In fact, things weren't normal at all. Janie Voyles had had a mini-stroke or TIA.

"It's very similar to a stroke except the injury to the blood vessel recovers so it heals quickly. And their inclination is to say you know, I don't know, I slept on it today. Or it will go away. It went away, I went back to myself, why should I tell anybody," Dr. Shyam Prabhakaran, a neurologist, said.

But the newest research shows that telling a doctor within 24 hours may significantly protect you from a full blown stroke that could lead to permanent disability or death.

It's so crucial that in the ER at Rush University Medical Center, patients with these symptoms are treated by a TIA express team.

Patients are fast tracked into specific testing that looks for evidence of a mini-stroke.
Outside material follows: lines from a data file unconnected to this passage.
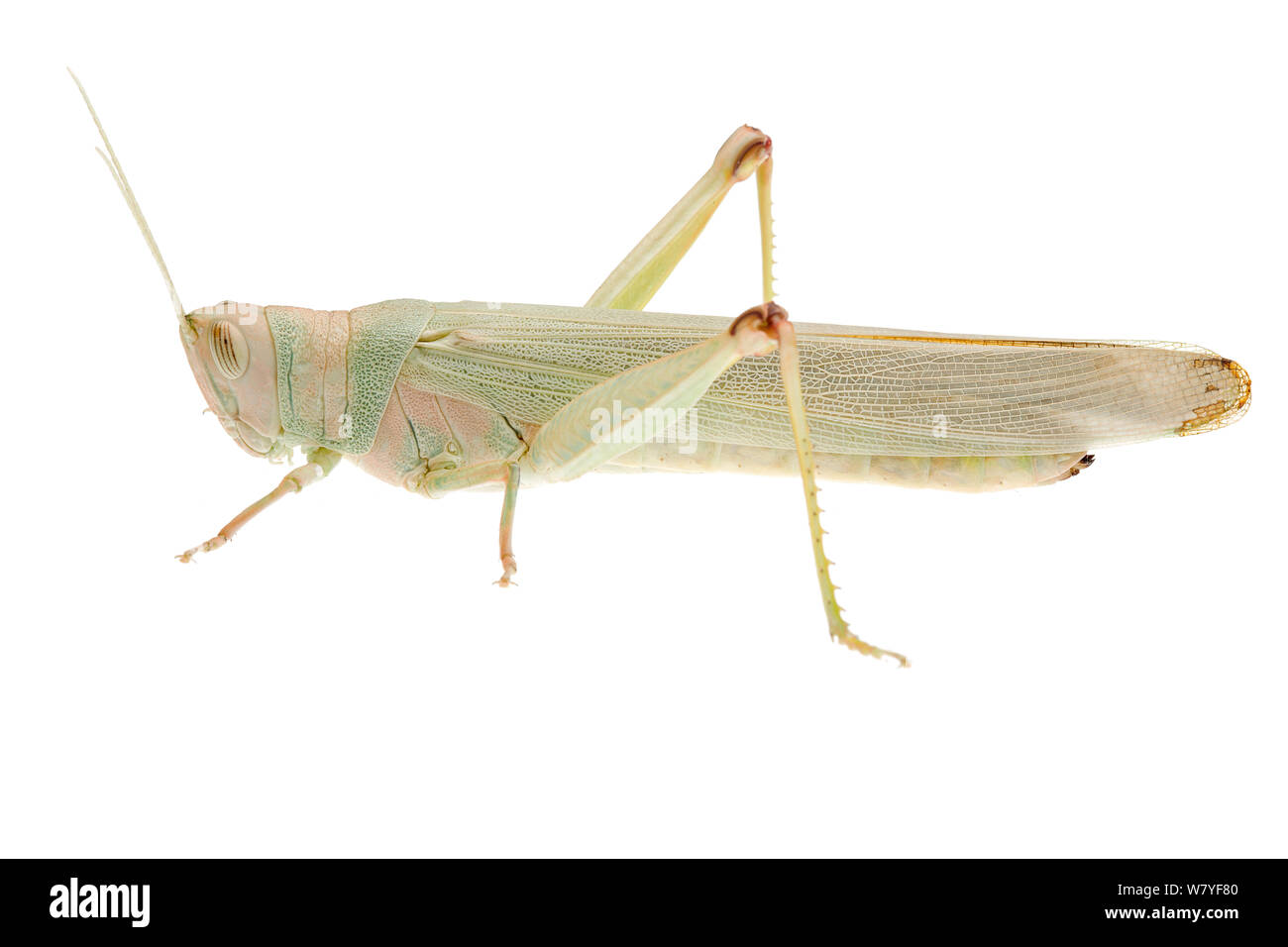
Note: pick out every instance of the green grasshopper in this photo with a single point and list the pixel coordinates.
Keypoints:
(438, 397)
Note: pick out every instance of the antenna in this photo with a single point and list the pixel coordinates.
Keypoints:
(114, 165)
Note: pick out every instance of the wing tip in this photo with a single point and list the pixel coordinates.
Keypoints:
(1225, 410)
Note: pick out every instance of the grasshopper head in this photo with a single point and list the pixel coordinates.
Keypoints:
(232, 357)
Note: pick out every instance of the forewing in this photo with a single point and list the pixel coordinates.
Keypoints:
(868, 390)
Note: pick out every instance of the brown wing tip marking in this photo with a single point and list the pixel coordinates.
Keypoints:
(1087, 460)
(1220, 412)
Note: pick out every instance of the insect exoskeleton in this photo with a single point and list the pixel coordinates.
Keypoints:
(235, 364)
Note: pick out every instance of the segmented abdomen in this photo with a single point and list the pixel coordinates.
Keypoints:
(964, 474)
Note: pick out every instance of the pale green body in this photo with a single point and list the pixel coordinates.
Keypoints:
(423, 388)
(438, 397)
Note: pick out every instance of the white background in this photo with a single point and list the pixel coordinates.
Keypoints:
(1098, 667)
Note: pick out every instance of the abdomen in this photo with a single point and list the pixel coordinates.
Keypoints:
(964, 474)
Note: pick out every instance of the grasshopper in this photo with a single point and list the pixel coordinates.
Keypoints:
(438, 397)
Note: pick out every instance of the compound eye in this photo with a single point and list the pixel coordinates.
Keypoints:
(228, 348)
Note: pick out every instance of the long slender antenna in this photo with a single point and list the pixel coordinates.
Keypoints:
(114, 166)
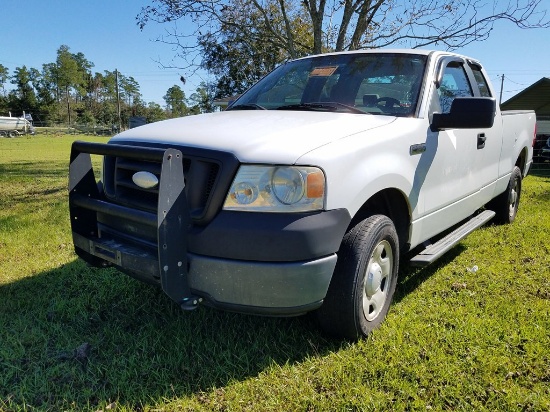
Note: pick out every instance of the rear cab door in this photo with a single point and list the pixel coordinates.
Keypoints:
(460, 166)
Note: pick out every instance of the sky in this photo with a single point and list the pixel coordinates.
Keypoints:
(105, 31)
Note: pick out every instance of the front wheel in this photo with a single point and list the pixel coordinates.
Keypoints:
(364, 280)
(506, 204)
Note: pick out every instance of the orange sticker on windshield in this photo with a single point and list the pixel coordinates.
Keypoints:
(323, 71)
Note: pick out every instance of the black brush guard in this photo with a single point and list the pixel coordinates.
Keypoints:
(171, 220)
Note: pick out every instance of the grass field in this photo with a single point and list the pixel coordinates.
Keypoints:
(74, 338)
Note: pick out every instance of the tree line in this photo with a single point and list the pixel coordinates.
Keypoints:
(68, 92)
(239, 41)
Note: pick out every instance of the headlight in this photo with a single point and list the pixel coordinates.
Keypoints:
(277, 189)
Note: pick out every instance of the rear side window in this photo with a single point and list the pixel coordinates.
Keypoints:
(484, 90)
(454, 84)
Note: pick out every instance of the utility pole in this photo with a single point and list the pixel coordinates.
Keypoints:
(501, 88)
(118, 102)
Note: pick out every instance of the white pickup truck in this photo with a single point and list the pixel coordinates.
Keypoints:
(305, 194)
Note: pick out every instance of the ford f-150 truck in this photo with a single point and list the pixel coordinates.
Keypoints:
(305, 194)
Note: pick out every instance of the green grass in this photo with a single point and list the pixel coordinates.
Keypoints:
(85, 339)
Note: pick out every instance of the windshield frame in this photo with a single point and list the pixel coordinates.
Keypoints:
(382, 83)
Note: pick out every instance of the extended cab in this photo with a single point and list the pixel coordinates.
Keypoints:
(305, 194)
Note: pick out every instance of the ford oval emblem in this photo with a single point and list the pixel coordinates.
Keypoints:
(145, 180)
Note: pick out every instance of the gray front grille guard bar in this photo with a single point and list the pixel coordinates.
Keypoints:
(171, 221)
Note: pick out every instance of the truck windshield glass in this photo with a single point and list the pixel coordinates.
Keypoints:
(386, 84)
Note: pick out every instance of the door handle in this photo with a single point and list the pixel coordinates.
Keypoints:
(481, 140)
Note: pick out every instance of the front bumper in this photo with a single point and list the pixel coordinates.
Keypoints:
(264, 263)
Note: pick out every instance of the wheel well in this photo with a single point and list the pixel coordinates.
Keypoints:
(393, 204)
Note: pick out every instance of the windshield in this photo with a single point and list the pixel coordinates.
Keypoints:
(375, 83)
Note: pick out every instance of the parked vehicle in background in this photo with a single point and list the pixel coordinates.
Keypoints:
(15, 126)
(308, 191)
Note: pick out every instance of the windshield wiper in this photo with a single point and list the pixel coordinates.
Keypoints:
(247, 106)
(322, 106)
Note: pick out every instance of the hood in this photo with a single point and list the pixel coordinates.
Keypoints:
(256, 136)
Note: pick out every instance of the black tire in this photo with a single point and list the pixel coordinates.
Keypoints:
(364, 280)
(506, 204)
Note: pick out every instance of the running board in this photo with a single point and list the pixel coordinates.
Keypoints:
(436, 250)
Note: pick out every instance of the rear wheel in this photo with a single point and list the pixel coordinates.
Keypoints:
(364, 280)
(506, 204)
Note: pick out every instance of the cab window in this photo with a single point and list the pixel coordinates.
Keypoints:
(454, 84)
(484, 90)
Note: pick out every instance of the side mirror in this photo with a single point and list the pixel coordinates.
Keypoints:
(466, 113)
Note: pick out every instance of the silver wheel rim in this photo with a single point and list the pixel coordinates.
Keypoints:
(378, 278)
(513, 198)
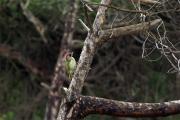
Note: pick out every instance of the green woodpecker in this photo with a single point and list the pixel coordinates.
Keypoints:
(70, 64)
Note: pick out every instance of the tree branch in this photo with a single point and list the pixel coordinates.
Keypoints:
(85, 60)
(59, 77)
(131, 29)
(86, 105)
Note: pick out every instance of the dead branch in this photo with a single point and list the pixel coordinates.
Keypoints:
(59, 73)
(86, 105)
(85, 60)
(126, 30)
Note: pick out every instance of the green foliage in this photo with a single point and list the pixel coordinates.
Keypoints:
(7, 116)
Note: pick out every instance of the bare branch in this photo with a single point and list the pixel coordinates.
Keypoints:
(85, 60)
(86, 105)
(131, 29)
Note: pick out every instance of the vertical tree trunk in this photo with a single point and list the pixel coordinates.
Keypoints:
(59, 73)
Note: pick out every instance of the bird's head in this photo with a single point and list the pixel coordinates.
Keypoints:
(67, 55)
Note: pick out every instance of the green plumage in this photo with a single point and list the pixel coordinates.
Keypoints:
(70, 65)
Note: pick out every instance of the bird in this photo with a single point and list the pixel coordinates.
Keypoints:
(69, 64)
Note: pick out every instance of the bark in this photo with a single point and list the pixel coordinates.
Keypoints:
(59, 73)
(126, 30)
(85, 60)
(94, 105)
(86, 105)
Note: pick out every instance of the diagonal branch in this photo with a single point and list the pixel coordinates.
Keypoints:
(126, 30)
(85, 60)
(86, 105)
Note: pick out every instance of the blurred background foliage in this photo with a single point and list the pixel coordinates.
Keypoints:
(118, 71)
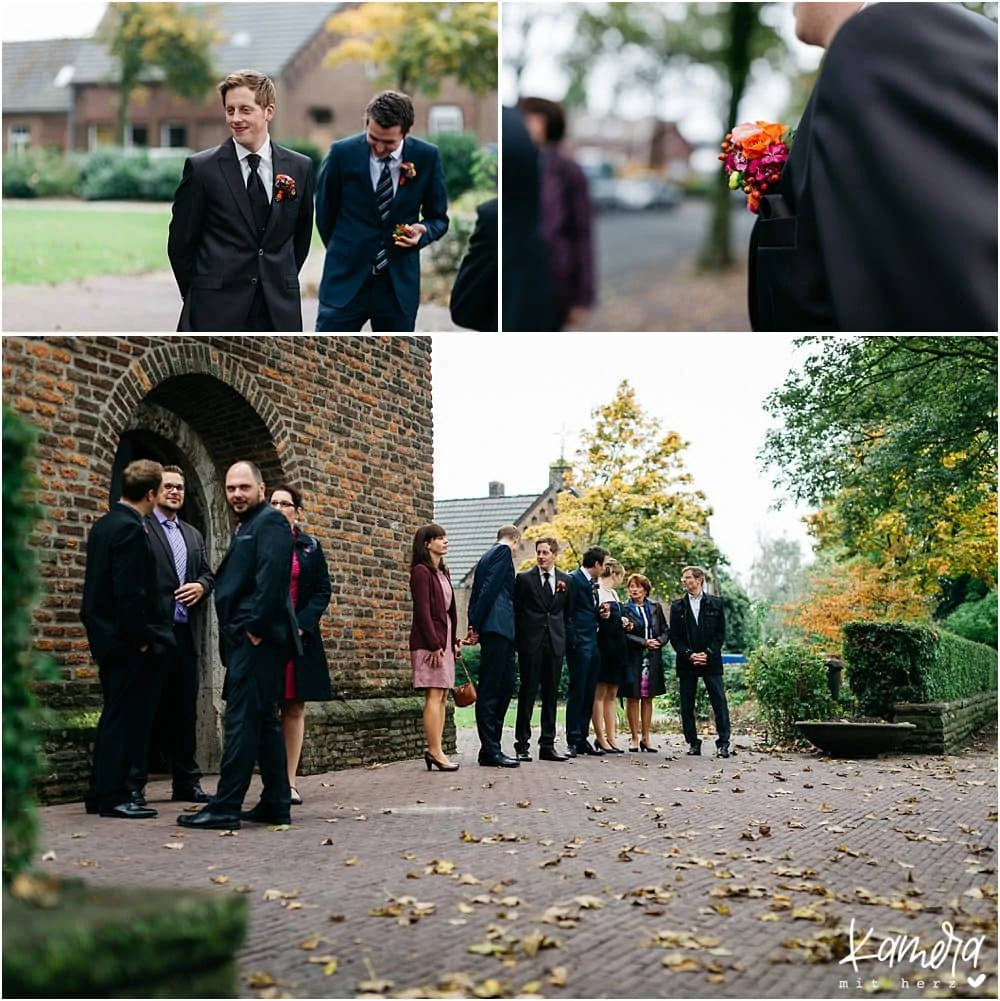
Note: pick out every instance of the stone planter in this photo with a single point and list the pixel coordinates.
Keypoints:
(853, 739)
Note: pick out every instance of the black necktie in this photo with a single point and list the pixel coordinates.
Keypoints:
(383, 199)
(257, 193)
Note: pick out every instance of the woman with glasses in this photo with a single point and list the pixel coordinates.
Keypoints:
(307, 677)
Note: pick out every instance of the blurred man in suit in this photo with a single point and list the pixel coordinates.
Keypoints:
(490, 624)
(127, 630)
(257, 635)
(582, 657)
(697, 634)
(474, 294)
(185, 580)
(885, 217)
(242, 221)
(380, 199)
(542, 598)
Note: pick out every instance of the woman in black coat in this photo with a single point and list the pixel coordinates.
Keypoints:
(646, 641)
(307, 677)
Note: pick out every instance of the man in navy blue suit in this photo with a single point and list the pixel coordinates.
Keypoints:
(380, 198)
(490, 623)
(582, 658)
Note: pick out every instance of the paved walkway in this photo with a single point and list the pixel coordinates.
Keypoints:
(628, 876)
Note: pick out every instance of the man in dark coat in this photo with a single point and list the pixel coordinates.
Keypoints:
(242, 221)
(885, 217)
(369, 184)
(257, 636)
(541, 609)
(474, 294)
(127, 630)
(582, 656)
(184, 580)
(697, 634)
(490, 624)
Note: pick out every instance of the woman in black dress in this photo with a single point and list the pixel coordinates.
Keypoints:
(307, 677)
(646, 640)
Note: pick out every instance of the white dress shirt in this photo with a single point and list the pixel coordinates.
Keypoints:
(265, 168)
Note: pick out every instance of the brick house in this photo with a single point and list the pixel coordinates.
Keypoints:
(471, 525)
(62, 92)
(346, 418)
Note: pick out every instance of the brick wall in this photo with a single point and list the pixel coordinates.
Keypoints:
(348, 419)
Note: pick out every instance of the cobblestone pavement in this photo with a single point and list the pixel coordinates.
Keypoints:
(633, 875)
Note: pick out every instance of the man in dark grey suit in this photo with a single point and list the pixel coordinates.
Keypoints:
(126, 630)
(185, 580)
(257, 636)
(490, 623)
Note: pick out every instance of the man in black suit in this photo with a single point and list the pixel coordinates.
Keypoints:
(474, 292)
(527, 295)
(370, 184)
(697, 634)
(885, 217)
(490, 624)
(185, 580)
(242, 221)
(257, 636)
(127, 630)
(582, 656)
(541, 609)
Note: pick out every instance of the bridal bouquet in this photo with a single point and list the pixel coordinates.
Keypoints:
(754, 156)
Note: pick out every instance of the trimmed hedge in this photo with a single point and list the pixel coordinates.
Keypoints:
(896, 662)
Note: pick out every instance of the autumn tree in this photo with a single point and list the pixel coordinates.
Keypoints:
(631, 494)
(414, 46)
(166, 39)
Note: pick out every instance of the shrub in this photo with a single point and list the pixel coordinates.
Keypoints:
(39, 173)
(789, 680)
(22, 666)
(457, 151)
(900, 662)
(976, 620)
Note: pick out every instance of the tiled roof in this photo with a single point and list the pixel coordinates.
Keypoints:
(263, 36)
(471, 526)
(30, 70)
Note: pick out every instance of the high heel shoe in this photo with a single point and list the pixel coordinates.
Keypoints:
(431, 762)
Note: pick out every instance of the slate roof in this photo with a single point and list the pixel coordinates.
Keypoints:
(471, 526)
(263, 36)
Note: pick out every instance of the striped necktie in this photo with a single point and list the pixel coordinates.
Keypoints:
(383, 199)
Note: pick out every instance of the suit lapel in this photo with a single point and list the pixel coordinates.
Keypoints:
(233, 175)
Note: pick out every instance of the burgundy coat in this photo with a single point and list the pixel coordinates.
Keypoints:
(430, 616)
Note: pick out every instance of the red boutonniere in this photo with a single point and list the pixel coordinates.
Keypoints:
(406, 171)
(284, 187)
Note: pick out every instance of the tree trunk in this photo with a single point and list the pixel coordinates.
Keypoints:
(743, 22)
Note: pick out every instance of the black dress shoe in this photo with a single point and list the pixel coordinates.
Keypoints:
(209, 820)
(190, 794)
(129, 811)
(265, 815)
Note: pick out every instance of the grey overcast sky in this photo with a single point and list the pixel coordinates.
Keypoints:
(505, 403)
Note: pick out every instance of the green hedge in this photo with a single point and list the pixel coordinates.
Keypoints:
(895, 662)
(789, 681)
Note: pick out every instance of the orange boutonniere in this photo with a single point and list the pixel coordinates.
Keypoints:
(406, 171)
(284, 187)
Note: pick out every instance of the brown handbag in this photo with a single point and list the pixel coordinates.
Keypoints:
(464, 694)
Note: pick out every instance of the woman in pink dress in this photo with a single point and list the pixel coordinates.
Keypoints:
(432, 643)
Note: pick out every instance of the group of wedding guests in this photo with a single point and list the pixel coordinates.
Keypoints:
(528, 623)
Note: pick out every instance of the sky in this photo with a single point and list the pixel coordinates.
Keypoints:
(505, 404)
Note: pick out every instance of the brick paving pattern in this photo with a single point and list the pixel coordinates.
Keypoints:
(628, 876)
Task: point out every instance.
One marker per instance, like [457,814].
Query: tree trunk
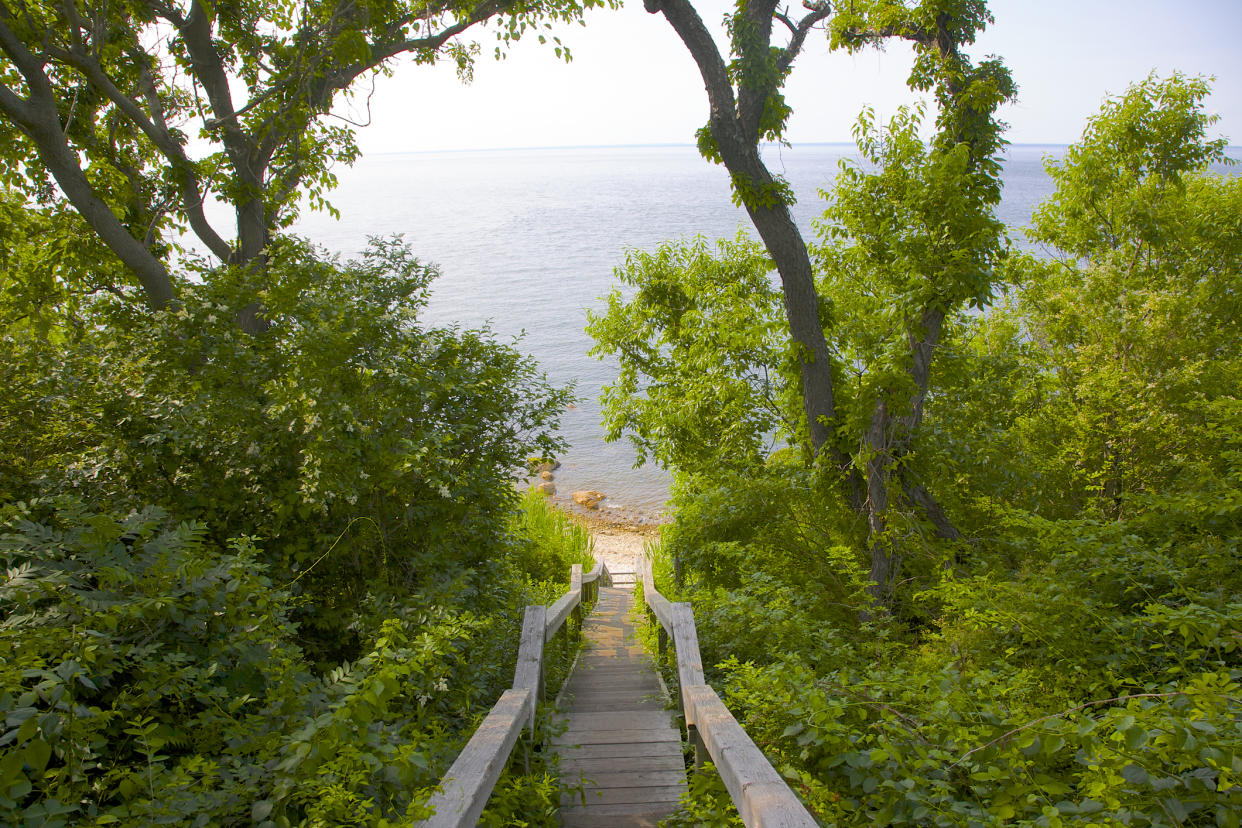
[39,118]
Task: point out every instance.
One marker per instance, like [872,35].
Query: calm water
[527,241]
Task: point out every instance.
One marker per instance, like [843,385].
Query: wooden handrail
[466,787]
[758,791]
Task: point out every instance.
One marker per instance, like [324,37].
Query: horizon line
[661,145]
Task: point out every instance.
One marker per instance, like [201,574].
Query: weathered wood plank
[616,736]
[642,777]
[620,744]
[620,750]
[614,816]
[558,612]
[620,720]
[760,795]
[600,765]
[468,783]
[596,797]
[528,673]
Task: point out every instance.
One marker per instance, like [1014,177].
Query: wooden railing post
[529,673]
[575,585]
[760,795]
"We know that T-I-A is like the tremor before the earthquake. If you have a TIA, you stand a substantial risk of having a stroke within days," Dr. Prabhakaran said.

Imaging doesn't always yield certain diagnosis. So it's paired with a careful clinical exam.

Hours later, doctors decide either to admit the patient, "Because clearly they're at risk for having a stroke within hours," Dr. Prabhakaran said, or to give them medications that lower the risk of another stroke significantly.

"Somewhere around 80% lower if you get started on those medicines the same day of your TIA," Dr. Prabhakaran said

"I look at it as a warning," Voyles said.

Janie now takes an anti-clotting medication every day and she's glad she went straight to the hospital. Still, she gets why people ignore warning signs. She almost did.

"We've all read -- heart attack signs, stroke signs ... just believe them. It's real. And I had not the first idea that it would happen to me," Voyles said.